Such large changes don't need to happen all at once. But if nothing is done, the cost of servicing debt will keep rising as a share of federal spending. With the Greek debt crisis serving as a reminder of what can go wrong, debate has been growing lately about whether the Bush tax cuts should be made permanent for most Americans or partially phased out.
The fiscal commission's Republican co-chair, former Sen. Alan Simpson of Wyoming, didn't weigh in on that specifically. But he stuck his neck out by arguing that fellow Republicans should remember that even Ronald Reagan raised taxes at times.
The biggest budget problem, in the long term, is the rising cost of health care.
The CBO view incorporates a forecast that Mr. Obama's health-care reform law will increase federal health-care spending for most of the next 20 years. Then, about 2030, the law will "slightly reduce federal spending for health care if all of its provisions are fully implemented," Elmendorf said.
That leaves plenty of room for politicians to spar about the law.

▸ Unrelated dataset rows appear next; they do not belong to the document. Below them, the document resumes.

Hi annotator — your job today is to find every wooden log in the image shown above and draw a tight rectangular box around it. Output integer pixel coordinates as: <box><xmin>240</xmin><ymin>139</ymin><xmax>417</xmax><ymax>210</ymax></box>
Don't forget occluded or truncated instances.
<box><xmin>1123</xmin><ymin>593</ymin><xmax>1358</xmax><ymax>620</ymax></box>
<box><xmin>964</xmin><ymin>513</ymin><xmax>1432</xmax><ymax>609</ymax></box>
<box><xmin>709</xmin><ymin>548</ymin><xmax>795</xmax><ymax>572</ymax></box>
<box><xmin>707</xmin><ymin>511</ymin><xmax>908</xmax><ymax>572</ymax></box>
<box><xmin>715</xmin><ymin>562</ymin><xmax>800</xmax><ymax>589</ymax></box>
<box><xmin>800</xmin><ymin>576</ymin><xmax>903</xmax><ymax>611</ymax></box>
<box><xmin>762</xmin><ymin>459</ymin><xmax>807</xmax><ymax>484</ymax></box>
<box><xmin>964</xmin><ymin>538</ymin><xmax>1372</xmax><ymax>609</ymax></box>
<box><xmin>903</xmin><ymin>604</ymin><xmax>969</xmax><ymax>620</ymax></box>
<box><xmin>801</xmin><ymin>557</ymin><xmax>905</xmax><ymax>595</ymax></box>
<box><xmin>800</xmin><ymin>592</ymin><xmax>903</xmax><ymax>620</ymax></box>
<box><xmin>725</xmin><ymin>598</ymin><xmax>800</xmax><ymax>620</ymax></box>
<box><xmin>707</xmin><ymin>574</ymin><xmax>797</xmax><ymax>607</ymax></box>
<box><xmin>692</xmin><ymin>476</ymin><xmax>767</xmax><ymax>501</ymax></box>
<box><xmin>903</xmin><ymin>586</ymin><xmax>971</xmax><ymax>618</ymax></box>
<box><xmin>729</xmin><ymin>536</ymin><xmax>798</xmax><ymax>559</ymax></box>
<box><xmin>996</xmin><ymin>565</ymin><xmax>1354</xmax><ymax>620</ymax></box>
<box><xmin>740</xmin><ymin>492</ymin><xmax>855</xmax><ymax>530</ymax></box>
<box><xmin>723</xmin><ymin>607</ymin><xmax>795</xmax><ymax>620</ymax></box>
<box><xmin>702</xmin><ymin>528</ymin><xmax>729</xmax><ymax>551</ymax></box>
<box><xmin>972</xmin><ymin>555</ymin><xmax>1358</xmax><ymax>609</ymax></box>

But, whether it's good or bad, the law doesn't fix the budget challenge regarding health care, budget experts say.
Elmendorf summed up his own view this way: "Keeping deficits and debt from growing to unsustainable levels would require raising revenues as a percentage of GDP significantly above past levels, reducing outlays sharply relative to CBO’s projections, or some combination of those approaches."